Es geht dabei nicht um einzelne Oberflächen, sondern der Raum ist das Hauptaugenmerk. Dann geht es darum, inwieweit das Neugebaute mit dem Ort kommuniziert, an dem es steht, dieser Kontext ist für den Architekturschaffenden ein entscheidendes Qualitätskriterium. Ein weiteres Thema ist sicher das Programm, welche Funktion das Gebäude hat und wie sich das mit dem Kontext verzahnt. Wenn wir über Qualität von Architektur sprechen, steht natürlich auch die Wahrnehmung des Menschen im Mittelpunkt, wie wir uns durch und im Raum bewegen. Es geht um Formen, und nicht zuletzt geht es bei Qualität auch um die Materialität, um verwendete Ressourcen, um Farbe, Struktur, um den Einsatz von Licht und Glas. Was ich damit sagen will: Eine Allgemeingültigkeit für Qualität lässt sich damit nicht herleiten. Aber das heißt eben auch nicht, dass alles gleichförmig aussehen muss. Es geht bei Qualität der Architektur um weit mehr als nur um Flächeneffizienz, die keinem wehtun soll.

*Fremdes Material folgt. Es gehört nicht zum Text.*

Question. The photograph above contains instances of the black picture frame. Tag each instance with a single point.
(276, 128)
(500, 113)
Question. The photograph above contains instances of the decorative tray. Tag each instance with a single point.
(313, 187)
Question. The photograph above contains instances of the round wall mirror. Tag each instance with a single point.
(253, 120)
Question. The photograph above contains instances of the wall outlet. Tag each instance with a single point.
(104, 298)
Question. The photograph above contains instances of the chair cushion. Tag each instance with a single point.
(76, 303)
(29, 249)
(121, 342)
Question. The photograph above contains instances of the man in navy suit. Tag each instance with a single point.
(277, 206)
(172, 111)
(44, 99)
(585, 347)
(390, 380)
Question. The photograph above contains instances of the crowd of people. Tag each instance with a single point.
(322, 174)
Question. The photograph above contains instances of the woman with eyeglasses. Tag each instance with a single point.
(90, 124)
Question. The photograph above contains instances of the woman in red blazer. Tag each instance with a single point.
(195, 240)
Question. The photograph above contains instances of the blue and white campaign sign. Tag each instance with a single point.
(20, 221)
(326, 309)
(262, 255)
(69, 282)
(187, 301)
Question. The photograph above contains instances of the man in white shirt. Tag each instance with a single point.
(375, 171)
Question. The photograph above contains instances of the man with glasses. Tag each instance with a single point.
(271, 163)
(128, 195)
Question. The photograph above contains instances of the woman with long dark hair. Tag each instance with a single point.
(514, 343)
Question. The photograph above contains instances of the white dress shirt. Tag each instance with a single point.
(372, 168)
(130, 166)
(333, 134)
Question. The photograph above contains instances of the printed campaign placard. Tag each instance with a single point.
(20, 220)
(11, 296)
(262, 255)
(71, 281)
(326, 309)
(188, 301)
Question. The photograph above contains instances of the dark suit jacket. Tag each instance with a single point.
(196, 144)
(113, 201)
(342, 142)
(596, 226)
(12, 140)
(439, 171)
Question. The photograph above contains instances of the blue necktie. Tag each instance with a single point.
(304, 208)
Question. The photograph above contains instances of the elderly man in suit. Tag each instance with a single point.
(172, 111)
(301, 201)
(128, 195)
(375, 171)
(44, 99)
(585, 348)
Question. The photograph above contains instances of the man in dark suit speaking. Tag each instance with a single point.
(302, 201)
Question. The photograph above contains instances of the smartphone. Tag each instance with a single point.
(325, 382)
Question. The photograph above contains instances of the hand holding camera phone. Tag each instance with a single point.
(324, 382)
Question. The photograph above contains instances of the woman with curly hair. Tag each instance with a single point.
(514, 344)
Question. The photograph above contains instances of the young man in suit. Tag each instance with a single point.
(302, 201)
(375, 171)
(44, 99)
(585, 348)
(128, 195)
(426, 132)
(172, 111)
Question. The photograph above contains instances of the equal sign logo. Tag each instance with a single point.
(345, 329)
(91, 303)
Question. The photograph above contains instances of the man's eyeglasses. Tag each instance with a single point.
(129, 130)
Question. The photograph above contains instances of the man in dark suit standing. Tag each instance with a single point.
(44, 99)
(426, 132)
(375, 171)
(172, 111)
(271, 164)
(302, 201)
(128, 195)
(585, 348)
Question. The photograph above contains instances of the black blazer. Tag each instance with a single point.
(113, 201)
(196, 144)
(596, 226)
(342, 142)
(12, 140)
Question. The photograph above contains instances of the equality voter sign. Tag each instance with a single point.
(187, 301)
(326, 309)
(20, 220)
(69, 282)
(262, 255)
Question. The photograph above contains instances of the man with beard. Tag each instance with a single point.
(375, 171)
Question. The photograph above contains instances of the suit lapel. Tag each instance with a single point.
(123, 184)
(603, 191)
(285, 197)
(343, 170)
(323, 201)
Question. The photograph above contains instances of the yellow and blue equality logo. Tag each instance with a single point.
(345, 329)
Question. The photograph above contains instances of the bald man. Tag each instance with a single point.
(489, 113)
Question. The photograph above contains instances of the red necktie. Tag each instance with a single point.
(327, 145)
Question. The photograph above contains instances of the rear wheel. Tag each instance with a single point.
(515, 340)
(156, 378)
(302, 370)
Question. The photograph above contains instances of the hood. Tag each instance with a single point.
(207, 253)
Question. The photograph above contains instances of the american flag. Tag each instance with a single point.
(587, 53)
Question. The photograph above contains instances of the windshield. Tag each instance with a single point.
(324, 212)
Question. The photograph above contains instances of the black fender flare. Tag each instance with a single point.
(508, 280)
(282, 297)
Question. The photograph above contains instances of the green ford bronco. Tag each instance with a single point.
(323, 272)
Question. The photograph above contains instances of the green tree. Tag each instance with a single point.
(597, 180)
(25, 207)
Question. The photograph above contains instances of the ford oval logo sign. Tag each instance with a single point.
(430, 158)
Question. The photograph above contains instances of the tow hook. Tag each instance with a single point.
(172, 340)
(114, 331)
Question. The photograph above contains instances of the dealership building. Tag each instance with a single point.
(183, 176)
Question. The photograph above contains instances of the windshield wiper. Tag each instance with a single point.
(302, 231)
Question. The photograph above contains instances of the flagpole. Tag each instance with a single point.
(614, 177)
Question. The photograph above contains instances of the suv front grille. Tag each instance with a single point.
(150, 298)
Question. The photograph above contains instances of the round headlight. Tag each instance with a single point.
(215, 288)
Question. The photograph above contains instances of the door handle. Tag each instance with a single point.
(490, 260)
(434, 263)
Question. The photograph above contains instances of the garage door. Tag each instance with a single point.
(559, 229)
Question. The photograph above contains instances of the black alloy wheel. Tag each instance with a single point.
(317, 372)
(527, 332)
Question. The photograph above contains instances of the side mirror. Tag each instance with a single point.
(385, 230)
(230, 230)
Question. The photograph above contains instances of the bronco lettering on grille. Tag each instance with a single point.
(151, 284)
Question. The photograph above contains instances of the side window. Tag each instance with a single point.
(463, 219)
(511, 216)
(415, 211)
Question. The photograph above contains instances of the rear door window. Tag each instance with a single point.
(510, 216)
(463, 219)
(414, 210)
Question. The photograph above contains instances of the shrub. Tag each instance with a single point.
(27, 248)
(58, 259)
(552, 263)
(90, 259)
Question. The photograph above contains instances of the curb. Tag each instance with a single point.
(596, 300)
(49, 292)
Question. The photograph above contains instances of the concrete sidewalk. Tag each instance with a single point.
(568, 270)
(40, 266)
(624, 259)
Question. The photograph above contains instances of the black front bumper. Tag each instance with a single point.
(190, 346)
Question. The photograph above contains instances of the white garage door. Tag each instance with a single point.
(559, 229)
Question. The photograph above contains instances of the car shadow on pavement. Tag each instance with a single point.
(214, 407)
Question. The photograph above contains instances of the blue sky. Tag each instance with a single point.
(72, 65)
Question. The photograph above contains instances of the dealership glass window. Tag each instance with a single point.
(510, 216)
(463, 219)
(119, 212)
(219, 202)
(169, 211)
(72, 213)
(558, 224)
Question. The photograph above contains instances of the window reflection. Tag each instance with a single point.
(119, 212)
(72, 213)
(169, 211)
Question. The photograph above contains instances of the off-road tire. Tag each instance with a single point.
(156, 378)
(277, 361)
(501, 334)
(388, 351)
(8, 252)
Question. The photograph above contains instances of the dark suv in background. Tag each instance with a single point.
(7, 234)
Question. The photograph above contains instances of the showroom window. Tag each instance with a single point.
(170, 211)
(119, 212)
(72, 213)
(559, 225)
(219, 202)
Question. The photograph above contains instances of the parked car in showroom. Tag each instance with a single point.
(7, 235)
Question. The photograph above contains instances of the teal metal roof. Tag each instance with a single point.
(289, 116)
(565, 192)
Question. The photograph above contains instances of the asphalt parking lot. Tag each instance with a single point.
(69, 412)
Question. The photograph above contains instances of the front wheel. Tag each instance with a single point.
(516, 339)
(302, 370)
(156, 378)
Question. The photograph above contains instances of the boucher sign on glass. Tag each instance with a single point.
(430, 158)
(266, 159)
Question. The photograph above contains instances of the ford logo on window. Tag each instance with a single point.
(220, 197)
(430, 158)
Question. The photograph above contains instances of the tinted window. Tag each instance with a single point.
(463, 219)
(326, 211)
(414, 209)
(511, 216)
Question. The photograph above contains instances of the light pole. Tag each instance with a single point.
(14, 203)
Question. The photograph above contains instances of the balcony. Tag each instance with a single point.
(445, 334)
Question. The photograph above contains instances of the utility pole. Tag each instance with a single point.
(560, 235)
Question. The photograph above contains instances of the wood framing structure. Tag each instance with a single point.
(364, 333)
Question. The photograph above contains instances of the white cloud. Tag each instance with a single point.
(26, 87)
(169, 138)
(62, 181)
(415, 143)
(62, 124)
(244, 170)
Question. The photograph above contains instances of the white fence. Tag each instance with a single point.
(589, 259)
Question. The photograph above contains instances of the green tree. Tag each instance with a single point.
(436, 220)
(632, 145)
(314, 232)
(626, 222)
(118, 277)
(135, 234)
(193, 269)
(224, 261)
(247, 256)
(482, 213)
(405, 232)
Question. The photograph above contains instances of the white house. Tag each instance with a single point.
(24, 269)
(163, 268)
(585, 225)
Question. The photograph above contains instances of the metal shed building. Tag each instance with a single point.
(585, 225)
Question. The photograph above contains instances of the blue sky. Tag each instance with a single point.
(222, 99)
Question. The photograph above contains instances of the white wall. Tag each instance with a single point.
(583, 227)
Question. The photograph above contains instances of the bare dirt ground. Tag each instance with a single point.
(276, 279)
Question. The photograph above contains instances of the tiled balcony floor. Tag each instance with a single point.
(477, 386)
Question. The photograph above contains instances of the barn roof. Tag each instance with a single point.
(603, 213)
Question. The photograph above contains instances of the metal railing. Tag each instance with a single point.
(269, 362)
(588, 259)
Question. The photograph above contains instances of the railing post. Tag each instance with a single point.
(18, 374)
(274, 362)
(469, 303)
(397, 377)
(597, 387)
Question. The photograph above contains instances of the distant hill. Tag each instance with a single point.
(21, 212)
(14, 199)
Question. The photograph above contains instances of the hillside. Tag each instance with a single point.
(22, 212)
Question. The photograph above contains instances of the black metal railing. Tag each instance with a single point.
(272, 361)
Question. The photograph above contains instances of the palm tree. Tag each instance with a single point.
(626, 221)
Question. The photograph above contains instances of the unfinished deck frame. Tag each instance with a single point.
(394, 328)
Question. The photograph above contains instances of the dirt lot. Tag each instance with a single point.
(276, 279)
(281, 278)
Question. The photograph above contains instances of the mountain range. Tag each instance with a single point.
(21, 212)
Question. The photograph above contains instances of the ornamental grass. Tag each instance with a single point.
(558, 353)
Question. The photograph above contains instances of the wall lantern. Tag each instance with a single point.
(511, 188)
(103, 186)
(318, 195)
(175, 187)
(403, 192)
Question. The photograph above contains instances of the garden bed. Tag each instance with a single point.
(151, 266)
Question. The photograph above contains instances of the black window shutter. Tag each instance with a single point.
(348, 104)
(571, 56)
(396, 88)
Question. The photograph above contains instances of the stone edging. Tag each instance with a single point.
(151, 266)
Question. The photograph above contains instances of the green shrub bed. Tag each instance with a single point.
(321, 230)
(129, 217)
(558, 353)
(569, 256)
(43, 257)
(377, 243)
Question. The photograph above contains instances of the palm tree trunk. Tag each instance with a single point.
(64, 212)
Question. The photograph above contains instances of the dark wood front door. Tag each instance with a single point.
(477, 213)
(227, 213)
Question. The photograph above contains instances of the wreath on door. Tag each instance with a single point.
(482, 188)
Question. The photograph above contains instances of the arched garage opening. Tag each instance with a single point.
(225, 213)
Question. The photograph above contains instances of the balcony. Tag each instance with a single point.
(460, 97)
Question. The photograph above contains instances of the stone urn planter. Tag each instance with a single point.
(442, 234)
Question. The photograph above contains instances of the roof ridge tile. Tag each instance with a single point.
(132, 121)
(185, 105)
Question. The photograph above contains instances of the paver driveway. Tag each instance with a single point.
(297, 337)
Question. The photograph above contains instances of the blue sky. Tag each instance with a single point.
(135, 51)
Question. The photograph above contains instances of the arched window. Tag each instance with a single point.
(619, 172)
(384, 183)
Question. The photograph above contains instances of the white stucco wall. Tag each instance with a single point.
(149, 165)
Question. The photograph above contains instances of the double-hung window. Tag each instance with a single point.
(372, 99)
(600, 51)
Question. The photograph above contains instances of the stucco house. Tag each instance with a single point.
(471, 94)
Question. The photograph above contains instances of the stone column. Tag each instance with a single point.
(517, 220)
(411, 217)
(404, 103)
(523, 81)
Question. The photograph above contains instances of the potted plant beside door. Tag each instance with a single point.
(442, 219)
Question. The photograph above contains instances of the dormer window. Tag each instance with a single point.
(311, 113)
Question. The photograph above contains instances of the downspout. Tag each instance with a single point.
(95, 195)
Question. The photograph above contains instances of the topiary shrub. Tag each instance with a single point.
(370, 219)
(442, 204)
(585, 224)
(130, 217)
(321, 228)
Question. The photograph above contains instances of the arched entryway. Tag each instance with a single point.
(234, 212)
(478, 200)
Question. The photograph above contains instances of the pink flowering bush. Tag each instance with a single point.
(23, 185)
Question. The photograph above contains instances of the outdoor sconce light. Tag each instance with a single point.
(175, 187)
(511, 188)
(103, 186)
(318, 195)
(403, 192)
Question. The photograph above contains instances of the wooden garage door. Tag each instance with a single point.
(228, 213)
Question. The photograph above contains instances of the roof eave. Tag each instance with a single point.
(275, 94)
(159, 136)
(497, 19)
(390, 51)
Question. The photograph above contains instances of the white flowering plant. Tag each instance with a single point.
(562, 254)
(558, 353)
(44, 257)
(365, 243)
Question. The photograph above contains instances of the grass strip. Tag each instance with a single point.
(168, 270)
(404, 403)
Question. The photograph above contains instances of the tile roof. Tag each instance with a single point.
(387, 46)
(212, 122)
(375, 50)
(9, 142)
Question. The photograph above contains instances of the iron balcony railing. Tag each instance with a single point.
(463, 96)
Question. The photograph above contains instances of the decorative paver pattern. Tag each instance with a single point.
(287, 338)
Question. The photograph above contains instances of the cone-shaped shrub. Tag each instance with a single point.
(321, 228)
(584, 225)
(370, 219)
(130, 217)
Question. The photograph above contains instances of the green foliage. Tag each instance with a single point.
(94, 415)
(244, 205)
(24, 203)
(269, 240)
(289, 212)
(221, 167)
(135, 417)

Veit: Es sollte wieder mehr über das Konzept, die Kernidee und Geschichte eines Gebäudes nachgedacht werden. Die spannendsten und bekanntesten Gebäude folgen meist konsequent einem übergeordneten Konzept. Das muss nicht heißen, schnörkelig oder verspielt zu werden. Das bedeutet vielmehr, sich mit lokalen Gegebenheiten auseinanderzusetzen und eine individuelle Antwort darauf zu geben. Dadurch entstehen individuelle und vielseitige Lösungen. Das ist doch wahnsinnig spannend und inspirierend.

Greta: Uns ging es darum, die Werte und Botschaften des Unternehmens auch in den Innenräumen erlebbar zu machen. Sämtliche Kernwände in den Geschossen wurden mit metallischen Oberflächen bespielt. Diese beschreibbaren und magnetischen Wände können die Mitarbeiter:innen für ihre tägliche Arbeit nutzen und ihre Ideen, Konzepte, Visionen und Erfolge werden für alle sichtbar. Zudem wird durch die Reflektion die unmittelbare Umgebung im Gebäude spürbar. Sonneneinstrahlung, in Kombination mit den verschiedenen Strukturen und Materialien, verändert den Raum konstant. Der Innenraum soll immer wieder überraschen, soll in gewisser Weise in Bewegung, kontrastreich sein, eben ein Stück weit wie Berlin.

Gibt es denn ein Beispiel, mit dem das bereits gut gelungen ist?

Laura: Ich liebe die Architektur von Peter Zumthor, die sich in ihrer Materialität sehr stark mit dem Kontext des jeweiligen Ortes auseinandersetzt und hochgradig atmosphärische Räume schafft. Auch David Chipperfield schafft das immer wieder mit seinen Bauten. Natürlich sind wir hier eher im hochpreisigen Bereich unterwegs. Wenn es etwas günstiger sein soll und mehr aus dem Programm heraus gedacht, gibt es auch Beispiele im Wohnungsbau, die interessant sind. Mir fällt ein Beispiel aus den Niederlanden ein, da ging es nicht um individuelle und kontextuell verzahnte Architektur, sondern um einen Siedlungskomplex mit Reihenhäusern, also um Gebäude mit vielen Wiederholungen. Der Städtebau war bereits definiert und eher wenig inspirierend, aber die Architekten des Atelier Kempe-Thill haben einen Weg gefunden, eine hohe Architekturqualität im Innenraum der Wohneinheiten zu schaffen, indem sie die räumliche Komplexität erhöht haben. Und das mit vorkonfektionierten oder zumindest seriell erstellten Architekturelementen.

Veit: Für mich ist das Donnybrook Quarter in London ein gutes Beispiel für individuellen Städtebau und Architektur. Diese Siedlung ist architektonisch sehr interessant, hoch verdichtet und sehr besonders in den geschaffenen Räumen. Sicher gefällt das nicht jedem und ist aus heutiger Sicht zu sehr versiegelt, und es bräuchte eine grüne Nachbesserung, aber ich halte es für qualitativ sehr gute und spannende Architektur.

Liebe Laura, lieber Veit, vielen Dank für das Gespräch!